Aerial image of maize field by drones

Drones find a new role in protecting our soil

According to the BBC, a forthcoming report containing proposals by the Angling Trust, WWF and the Rivers Trust (supported by RSPB) is likely to recommend “squadrons of drones” are utilised to locate areas of UK farmland in need of protection from soil degradation.

The BBC article indicates that the organisations identify poor farming as the “chief cause of the UK’s decline in the health of rivers, and a major contributor to flooding.”

A large-scale drone analysis of agricultural land could therefore be very helpful in maintaining fields for future generations and in reducing the estimated £1.2bn costs associated with poor agricultural practice.  It could also identify areas of farmland in need of protection from natural soil erosion.

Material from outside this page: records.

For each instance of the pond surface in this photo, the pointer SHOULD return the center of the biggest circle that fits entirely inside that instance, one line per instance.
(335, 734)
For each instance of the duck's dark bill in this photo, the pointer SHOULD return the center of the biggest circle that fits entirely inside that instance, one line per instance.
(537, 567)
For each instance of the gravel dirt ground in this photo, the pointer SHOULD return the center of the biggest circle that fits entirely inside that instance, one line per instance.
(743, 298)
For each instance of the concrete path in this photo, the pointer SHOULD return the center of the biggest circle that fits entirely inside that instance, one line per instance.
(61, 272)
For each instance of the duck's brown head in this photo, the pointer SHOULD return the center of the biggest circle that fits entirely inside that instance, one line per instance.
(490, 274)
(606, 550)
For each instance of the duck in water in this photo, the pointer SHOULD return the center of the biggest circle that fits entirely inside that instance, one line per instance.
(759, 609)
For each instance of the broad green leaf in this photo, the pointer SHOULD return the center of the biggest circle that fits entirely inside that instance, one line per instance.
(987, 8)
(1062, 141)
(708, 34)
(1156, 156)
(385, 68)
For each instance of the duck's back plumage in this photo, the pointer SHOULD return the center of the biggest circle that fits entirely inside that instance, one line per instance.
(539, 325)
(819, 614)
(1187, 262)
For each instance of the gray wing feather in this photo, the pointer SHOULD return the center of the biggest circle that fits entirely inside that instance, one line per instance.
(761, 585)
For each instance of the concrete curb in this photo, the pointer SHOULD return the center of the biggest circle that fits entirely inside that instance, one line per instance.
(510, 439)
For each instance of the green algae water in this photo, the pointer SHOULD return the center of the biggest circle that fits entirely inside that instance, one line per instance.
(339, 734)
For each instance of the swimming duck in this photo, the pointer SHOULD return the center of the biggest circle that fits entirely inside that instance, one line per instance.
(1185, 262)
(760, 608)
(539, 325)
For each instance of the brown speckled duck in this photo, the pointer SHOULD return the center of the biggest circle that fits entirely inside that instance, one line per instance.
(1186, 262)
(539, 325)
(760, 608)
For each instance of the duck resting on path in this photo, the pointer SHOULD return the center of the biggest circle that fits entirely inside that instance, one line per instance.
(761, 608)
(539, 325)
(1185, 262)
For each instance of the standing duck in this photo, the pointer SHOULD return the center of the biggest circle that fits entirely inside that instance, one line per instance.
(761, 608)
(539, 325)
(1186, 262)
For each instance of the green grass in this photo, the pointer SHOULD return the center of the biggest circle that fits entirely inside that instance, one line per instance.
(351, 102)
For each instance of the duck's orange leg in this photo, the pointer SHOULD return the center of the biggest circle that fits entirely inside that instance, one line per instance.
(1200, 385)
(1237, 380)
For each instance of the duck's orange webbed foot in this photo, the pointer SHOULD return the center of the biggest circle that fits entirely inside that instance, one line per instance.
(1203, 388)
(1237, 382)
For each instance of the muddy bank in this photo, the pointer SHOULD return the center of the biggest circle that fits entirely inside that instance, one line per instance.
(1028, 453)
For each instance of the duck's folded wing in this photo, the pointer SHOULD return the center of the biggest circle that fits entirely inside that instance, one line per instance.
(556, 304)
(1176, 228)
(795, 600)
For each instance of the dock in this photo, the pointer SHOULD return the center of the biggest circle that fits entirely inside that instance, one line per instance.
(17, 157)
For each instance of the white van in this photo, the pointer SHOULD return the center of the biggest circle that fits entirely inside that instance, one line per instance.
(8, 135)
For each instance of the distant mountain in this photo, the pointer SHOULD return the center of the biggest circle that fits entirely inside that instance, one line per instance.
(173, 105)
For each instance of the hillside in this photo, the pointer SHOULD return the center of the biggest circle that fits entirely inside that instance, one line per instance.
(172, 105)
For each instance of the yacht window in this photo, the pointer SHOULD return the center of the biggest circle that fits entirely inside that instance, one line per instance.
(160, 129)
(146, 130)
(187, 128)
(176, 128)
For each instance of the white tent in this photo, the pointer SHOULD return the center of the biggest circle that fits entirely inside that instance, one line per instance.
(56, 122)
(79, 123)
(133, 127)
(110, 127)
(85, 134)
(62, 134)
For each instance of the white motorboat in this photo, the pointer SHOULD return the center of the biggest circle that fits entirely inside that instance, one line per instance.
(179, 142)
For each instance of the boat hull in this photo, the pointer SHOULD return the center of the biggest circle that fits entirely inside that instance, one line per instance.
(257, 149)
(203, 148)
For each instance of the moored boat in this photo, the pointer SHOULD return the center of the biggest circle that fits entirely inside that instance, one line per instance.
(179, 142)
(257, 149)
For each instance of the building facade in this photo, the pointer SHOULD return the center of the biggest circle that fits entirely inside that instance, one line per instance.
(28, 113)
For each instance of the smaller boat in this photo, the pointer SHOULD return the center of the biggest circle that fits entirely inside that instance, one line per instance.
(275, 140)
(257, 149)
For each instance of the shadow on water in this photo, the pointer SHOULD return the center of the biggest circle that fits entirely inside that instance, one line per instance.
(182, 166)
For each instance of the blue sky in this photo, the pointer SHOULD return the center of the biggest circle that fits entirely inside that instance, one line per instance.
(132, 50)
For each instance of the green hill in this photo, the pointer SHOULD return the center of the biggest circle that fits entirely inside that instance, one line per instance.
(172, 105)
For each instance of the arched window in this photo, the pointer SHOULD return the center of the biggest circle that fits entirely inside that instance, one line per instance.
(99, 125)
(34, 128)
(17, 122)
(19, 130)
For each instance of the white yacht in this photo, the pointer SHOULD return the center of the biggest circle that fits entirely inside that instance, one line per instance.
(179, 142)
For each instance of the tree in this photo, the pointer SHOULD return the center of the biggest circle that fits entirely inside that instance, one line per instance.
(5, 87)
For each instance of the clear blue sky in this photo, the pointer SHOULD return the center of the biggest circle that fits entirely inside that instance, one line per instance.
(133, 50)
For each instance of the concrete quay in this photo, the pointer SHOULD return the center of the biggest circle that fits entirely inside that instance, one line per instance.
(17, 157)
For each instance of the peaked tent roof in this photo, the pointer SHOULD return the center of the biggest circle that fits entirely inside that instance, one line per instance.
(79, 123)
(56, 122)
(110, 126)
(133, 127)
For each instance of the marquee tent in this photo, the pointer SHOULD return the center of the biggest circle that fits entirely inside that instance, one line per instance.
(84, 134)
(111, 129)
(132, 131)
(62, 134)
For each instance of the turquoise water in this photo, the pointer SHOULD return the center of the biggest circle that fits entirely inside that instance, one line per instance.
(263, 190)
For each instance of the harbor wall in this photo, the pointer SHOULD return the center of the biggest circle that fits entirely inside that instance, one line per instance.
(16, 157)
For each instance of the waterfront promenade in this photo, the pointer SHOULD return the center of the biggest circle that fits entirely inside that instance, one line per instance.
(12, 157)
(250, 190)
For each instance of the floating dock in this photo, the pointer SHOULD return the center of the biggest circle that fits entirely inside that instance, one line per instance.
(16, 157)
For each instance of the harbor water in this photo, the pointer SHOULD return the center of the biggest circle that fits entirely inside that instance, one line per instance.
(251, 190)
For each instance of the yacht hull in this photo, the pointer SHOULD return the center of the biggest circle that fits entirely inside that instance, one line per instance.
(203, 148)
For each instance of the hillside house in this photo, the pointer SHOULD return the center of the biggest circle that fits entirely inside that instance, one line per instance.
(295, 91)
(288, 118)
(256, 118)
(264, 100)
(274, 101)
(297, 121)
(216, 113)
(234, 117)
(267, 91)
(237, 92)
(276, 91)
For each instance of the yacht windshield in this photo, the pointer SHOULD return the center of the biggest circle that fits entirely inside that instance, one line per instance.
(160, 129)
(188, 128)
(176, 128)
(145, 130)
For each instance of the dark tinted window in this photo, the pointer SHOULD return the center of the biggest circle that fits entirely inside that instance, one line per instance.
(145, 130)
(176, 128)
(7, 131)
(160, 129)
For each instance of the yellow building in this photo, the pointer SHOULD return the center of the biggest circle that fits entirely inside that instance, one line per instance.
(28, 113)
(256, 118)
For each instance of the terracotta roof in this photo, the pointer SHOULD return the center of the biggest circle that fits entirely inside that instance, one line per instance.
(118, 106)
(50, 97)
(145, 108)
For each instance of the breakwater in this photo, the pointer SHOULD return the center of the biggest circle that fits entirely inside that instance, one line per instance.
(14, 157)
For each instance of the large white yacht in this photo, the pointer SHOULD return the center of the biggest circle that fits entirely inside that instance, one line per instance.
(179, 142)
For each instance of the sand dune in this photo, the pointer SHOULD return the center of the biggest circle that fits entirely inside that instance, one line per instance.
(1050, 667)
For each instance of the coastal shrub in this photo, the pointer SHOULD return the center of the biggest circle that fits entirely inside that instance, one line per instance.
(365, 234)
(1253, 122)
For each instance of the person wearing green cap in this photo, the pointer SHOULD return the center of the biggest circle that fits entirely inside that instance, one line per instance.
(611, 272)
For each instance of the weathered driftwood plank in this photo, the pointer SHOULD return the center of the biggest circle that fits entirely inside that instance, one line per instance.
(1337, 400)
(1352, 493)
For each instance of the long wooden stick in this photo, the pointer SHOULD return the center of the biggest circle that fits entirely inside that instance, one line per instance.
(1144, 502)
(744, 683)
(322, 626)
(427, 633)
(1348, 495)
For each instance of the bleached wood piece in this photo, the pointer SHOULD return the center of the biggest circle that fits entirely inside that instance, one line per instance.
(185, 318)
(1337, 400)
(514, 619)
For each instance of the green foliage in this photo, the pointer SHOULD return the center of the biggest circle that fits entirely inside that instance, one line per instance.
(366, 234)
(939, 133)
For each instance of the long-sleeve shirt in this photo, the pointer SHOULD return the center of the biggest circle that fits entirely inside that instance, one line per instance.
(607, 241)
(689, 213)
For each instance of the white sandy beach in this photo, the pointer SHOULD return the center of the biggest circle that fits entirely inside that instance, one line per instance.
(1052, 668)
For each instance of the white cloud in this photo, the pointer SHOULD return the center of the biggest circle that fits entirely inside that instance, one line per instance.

Identifying at-risk areas, e.g. flood areas and blocked watercourses, can be challenging because of their hard to reach locations, however drones have already proven to be effective.  In a recent Environment Agency trial in Herefordshire, drones guided by contour maps located areas in maize and potato fields where soil would likely be lost in heavy rain. The organisations suggest that investing in work to stop soil loss “would pay back many times over” as future crop farming would be improved. The report also identifies further long term cost saving advantages such as lower water bills and less diesel expenditure from reduced ploughing.

The benefits of agricultural soil protection, potentially aided by drone technology, are wide reaching; not only could future farming be improved, but it is noted that angling, tourism and wildlife would benefit, too.